For so long , Come to the two themes of this article :

  1. GPA->HVA;
  2. HVA->HPA;

Let's get started !


Remember the last article 《Linux virtualization KVM-Qemu analysis ( Four ) And CPU virtualization (2)》 Medium Sample Code Do you ?
KVM-Qemu In the plan ,GPA->HVA Transformation , It's through ioctl Medium KVM_SET_USER_MEMORY_REGION Command to achieve , Here's the picture :

We found the entrance , Let's further uncover the mystery .

2.1 data structure

The key data structures are as follows :

  • Virtual machine usage slot To organize physical memory , Every slot Corresponding to one struct kvm_memory_slot, All of a virtual machine slot It makes up its physical address space ;
  • User mode use struct kvm_userspace_memory_region To set up memory slot, Use... In the kernel struct kvm_memslots Structure to make kvm_memory_slot Organize ;
  • struct kvm_userspace_memory_region In the structure , Contains slot Of ID The sign is used to find the corresponding slot, In addition, it also includes the starting address and size of physical memory , as well as HVA Address ,HVA Addresses are allocated in the user process address space , That is to say Qemu A region in the process address space ;

2.2 Process analysis

The data structure section has listed the general relationship , So in KVM_SET_USER_MEMORY_REGION when , The operation around is slots The creation of 、 Delete , Update and other operations , Don't talk much , Here we are :

  • When the user wants to set the memory area , Will eventually be called to __kvm_set_memory_region function , Complete all the logic processing in this function ;
  • __kvm_set_memory_region function , First of all, we'll deal with the incoming struct kvm_userspace_memory_region The validity of each field is detected and judged , It mainly includes the alignment of the address , Detection of scope, etc ;
  • According to the user delivered slot Reference no. , To find the corresponding virtual machine slot, There are only two kinds of search results :1) Find an existing slot;2) If not, create a new one slot;
  • If the parameter passed in memory_size by 0, Then it will correspond to slot Delete operation ;
  • According to the parameters passed in by the user , Set up slot Treatment mode :KVM_MR_CREATE,KVM_MR_MOVE,KVM_MEM_READONLY;
  • According to the parameters passed by the user, decide whether to allocate dirty pages bitmap, Whether the identification page is available ;
  • The final call kvm_set_memslot To set up and update slot Information ;

2.2.1 kvm_set_memslot

Concrete memslot The settings are in kvm_set_memslot Done in the function ,slot The operation process is as follows :

  • First assign a new memslots, And put the original memslots Copy content to new memslots in ;
  • If it is aimed at slot The operation is to delete or move , First of all, according to the old slot id Number from memslots Find the original slot, Will be slot Set to unavailable , then memslots Install it back . This installation means , Namely RCU Of assignment operation , Don't understand this , It's suggested to take a look at the previous RCU Series articles . because slot Not available , Need to be lifted stage2 Mapping ;
  • kvm_arch_prepare_memory_region function , Used to deal with new slot May span multiple user processes VMA Regional issues , If it's an equipment area , You also need to map this area to the Guest IPA in ;
  • update_memslots Used to update the entire memslots,memslots be based on PFN To sort things out , add to 、 Delete 、 Movement and other operations are based on this condition . Because it's all orderly , So you can choose dichotomy to do the search operation ;
  • New... Will be added slot After memslots Install back KVM in ;
  • kvfree Used to transfer the original memslots release ;

2.2.2 kvm_delete_memslot

kvm_delete_memslot function , It's actually called kvm_set_memslot function , It's just slot The operation of is set to KVM_MR_DELETE nothing more , I won't repeat .

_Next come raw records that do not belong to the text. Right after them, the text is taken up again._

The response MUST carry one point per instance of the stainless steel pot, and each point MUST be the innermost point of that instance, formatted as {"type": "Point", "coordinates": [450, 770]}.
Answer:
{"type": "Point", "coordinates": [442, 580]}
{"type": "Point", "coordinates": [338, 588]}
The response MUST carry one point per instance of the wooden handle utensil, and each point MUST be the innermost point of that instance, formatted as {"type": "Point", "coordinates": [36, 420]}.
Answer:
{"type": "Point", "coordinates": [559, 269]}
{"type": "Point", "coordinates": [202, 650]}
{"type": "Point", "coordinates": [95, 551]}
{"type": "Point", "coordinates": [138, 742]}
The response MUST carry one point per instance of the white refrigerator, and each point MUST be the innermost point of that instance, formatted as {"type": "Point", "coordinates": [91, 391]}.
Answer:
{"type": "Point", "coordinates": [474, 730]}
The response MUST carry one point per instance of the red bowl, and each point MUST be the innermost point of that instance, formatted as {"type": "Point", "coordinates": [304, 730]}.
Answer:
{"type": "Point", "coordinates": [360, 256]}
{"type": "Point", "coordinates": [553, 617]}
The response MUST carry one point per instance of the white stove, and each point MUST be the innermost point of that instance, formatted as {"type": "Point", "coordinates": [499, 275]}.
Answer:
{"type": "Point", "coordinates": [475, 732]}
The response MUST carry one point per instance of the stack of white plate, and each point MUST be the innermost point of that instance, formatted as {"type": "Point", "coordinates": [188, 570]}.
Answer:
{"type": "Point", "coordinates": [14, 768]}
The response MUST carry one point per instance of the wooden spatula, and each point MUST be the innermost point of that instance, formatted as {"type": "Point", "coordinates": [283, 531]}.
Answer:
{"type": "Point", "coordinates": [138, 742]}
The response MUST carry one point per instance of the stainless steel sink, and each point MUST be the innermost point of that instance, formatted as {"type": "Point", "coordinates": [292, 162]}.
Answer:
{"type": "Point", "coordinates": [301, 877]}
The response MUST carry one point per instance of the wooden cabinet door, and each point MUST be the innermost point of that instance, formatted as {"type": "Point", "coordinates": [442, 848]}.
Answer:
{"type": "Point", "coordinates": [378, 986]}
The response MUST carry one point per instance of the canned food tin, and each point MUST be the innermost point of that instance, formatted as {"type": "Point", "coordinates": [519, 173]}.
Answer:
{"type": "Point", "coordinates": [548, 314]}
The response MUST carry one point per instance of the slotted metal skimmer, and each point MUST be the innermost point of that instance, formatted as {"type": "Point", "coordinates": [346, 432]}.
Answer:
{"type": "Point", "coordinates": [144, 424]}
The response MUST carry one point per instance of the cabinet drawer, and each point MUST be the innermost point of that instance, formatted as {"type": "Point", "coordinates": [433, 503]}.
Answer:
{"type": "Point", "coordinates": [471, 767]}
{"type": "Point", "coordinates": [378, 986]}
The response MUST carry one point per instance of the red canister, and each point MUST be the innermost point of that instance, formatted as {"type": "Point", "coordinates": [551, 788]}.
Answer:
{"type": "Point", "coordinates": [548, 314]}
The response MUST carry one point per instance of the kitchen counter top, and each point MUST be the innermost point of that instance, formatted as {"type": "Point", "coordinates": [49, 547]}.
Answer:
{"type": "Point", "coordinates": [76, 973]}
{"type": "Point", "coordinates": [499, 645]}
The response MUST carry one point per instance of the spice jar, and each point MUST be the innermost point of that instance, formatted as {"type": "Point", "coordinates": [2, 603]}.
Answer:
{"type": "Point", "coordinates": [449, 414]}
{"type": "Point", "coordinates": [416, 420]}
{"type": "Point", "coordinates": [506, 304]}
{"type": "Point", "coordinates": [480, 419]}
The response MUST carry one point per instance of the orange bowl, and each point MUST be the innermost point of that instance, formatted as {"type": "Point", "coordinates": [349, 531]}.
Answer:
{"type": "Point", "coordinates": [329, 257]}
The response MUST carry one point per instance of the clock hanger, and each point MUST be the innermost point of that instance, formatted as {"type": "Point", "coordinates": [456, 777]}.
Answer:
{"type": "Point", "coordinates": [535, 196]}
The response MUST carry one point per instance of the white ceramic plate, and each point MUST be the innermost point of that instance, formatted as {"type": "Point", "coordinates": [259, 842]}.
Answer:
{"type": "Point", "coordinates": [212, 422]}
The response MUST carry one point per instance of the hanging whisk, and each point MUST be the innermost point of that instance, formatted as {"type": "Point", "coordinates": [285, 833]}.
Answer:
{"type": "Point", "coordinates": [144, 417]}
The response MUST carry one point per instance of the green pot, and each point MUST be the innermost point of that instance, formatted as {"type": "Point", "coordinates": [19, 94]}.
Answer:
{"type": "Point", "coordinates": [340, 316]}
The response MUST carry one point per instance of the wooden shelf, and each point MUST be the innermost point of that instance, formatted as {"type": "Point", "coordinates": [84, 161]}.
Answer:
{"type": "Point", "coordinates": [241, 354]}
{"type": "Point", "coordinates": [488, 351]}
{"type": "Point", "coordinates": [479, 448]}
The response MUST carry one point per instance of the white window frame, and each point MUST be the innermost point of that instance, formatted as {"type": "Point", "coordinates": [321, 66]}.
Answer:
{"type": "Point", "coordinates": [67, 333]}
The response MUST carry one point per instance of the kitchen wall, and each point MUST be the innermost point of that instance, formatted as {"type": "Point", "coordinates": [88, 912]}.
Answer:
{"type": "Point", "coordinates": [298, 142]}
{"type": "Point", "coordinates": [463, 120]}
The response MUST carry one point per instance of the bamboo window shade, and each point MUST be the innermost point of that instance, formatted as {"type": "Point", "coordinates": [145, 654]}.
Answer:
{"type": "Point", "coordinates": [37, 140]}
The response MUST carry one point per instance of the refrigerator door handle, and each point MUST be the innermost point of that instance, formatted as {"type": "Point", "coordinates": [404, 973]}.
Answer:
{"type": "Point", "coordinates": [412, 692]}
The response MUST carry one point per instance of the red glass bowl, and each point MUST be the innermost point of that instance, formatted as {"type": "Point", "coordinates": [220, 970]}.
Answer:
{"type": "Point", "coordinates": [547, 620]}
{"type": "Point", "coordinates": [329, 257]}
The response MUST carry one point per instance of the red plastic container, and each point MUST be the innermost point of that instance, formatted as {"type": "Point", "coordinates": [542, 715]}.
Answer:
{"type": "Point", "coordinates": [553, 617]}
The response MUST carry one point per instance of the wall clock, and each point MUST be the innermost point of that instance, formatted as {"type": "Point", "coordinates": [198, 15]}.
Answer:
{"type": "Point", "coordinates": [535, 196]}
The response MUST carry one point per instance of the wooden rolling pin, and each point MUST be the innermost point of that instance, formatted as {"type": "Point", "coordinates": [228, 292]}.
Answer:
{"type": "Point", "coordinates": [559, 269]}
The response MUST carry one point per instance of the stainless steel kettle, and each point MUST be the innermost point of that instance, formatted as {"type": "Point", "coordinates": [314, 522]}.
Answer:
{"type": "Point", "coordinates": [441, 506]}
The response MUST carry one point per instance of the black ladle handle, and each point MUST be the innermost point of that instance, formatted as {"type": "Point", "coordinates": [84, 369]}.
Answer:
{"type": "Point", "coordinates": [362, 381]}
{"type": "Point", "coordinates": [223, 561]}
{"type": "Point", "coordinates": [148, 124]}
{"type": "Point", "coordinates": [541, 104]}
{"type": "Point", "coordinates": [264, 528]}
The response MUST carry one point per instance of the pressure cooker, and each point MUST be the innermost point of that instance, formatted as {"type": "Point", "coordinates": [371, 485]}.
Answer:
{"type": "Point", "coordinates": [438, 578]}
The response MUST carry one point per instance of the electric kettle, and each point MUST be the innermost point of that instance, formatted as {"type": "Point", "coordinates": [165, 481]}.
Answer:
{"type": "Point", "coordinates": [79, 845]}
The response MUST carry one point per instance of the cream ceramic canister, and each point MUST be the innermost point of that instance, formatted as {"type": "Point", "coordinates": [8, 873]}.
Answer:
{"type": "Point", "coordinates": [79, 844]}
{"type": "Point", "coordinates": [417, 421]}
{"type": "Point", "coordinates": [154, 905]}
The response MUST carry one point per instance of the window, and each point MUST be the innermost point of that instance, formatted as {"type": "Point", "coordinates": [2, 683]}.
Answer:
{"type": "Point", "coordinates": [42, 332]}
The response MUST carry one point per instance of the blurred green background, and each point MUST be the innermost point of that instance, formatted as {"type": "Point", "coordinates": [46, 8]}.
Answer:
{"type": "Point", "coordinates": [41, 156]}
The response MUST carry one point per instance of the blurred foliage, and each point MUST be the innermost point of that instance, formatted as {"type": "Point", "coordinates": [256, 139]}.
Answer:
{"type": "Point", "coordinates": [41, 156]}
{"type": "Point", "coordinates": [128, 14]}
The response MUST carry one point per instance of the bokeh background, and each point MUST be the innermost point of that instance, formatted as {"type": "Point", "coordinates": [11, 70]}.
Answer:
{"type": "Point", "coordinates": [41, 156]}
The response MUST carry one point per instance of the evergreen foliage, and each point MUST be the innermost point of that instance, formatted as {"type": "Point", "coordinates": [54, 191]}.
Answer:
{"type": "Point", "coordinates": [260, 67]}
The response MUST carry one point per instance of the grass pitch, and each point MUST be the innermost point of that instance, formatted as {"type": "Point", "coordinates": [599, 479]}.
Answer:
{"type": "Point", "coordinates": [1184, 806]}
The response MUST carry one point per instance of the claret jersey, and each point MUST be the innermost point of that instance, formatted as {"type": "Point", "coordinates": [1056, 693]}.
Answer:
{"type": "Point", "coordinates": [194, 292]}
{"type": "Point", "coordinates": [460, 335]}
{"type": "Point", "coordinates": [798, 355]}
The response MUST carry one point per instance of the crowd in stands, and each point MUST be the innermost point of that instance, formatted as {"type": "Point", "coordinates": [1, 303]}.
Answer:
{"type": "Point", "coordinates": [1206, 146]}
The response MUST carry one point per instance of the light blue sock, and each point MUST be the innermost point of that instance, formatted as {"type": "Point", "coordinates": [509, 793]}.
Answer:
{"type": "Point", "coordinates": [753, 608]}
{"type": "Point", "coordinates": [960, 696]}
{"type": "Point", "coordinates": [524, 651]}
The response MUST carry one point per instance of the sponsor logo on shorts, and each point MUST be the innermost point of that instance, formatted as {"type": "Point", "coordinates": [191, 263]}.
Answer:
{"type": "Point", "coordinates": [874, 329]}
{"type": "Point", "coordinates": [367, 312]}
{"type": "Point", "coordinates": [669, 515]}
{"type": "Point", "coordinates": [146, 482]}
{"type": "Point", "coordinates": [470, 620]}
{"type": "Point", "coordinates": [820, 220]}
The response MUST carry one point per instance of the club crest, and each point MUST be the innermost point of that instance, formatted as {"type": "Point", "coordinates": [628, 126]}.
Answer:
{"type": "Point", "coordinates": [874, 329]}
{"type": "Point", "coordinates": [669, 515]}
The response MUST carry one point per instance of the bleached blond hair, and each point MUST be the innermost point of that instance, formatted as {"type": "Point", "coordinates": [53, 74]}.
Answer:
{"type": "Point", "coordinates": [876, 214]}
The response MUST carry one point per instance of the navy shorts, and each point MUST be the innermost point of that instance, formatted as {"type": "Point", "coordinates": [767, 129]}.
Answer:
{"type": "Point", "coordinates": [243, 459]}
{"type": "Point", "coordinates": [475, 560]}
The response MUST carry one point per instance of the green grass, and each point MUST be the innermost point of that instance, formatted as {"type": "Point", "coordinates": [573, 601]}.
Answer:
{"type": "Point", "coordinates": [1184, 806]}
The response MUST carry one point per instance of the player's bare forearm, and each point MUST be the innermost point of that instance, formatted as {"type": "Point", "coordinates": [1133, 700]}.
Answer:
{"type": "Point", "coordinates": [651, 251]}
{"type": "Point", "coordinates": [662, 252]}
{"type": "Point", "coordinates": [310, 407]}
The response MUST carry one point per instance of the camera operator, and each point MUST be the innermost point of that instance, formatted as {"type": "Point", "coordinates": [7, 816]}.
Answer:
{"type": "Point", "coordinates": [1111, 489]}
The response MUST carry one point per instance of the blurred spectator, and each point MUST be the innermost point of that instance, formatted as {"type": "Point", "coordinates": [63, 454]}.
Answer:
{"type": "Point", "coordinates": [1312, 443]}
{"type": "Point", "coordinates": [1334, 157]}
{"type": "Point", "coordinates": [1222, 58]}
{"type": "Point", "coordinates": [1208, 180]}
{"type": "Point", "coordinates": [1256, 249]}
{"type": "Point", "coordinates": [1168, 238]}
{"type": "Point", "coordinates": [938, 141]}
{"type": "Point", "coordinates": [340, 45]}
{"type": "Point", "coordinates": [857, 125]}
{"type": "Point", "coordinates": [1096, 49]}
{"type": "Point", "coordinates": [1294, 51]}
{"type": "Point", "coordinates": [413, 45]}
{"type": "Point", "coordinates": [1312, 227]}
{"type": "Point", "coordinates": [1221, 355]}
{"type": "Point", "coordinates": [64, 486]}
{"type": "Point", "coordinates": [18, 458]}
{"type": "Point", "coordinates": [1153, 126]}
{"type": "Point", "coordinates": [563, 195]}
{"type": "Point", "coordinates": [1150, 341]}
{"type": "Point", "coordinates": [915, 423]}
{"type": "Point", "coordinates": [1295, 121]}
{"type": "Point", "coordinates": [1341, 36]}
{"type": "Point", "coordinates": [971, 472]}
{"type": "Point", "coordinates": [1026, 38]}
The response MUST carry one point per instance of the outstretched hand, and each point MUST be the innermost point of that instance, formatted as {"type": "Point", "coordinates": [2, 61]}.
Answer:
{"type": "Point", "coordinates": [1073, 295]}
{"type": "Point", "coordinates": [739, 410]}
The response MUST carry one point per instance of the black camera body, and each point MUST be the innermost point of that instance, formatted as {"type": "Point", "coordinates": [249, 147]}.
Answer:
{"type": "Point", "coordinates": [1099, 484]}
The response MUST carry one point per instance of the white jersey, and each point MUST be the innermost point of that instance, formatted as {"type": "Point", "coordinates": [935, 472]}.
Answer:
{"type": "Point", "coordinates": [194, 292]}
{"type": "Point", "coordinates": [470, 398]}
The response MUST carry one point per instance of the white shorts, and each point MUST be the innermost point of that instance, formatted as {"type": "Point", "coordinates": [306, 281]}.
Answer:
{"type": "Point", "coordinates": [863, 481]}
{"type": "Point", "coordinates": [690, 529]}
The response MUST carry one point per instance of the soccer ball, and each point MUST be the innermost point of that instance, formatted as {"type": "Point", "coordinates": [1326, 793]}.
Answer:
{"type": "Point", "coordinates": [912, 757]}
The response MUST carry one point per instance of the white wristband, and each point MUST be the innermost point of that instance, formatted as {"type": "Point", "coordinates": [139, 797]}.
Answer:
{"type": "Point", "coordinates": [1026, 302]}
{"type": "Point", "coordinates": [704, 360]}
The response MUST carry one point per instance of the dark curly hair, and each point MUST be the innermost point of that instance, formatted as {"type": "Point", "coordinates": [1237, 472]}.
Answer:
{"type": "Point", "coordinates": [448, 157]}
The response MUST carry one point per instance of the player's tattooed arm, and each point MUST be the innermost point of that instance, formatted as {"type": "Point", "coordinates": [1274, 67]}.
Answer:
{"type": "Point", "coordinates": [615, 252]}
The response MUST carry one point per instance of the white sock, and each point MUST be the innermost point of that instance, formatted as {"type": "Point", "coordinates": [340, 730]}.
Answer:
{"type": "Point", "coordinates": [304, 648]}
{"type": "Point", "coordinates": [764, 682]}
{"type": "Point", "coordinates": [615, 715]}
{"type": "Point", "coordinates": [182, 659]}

There's light GPA->HVA, It seems to be still with Hypervisor It doesn't matter , How to access physical memory ? It seems that I haven't seen how to create page table mapping ?
Come with me. , Start with questions !

Memory management related articles mentioned , Assign virtual address in user mode program vma after , The mapping between actual and physical memory is in page fault It's going on . So the same thing , We can follow this idea to find out if HVA->HPA The mapping of is also created during exception handling ? The answer is obvious .

Let's review the previous article 《Linux virtualization KVM-Qemu analysis ( Four ) And CPU virtualization (2)》 A picture of :

  • When user mode triggers kvm_arch_vcpu_ioctl_run when , Will make Guest OS To run in Hypervisor On , When Guest OS There is an exception in, exit to Host when , here handle_exit The reason for exit will be dealt with ;

Exception handling functions arm_exit_handlers as follows , Which processing function is selected for the specific call , It's based on ESR_EL2, Exception Syndrome Register(EL2) To determine the value of .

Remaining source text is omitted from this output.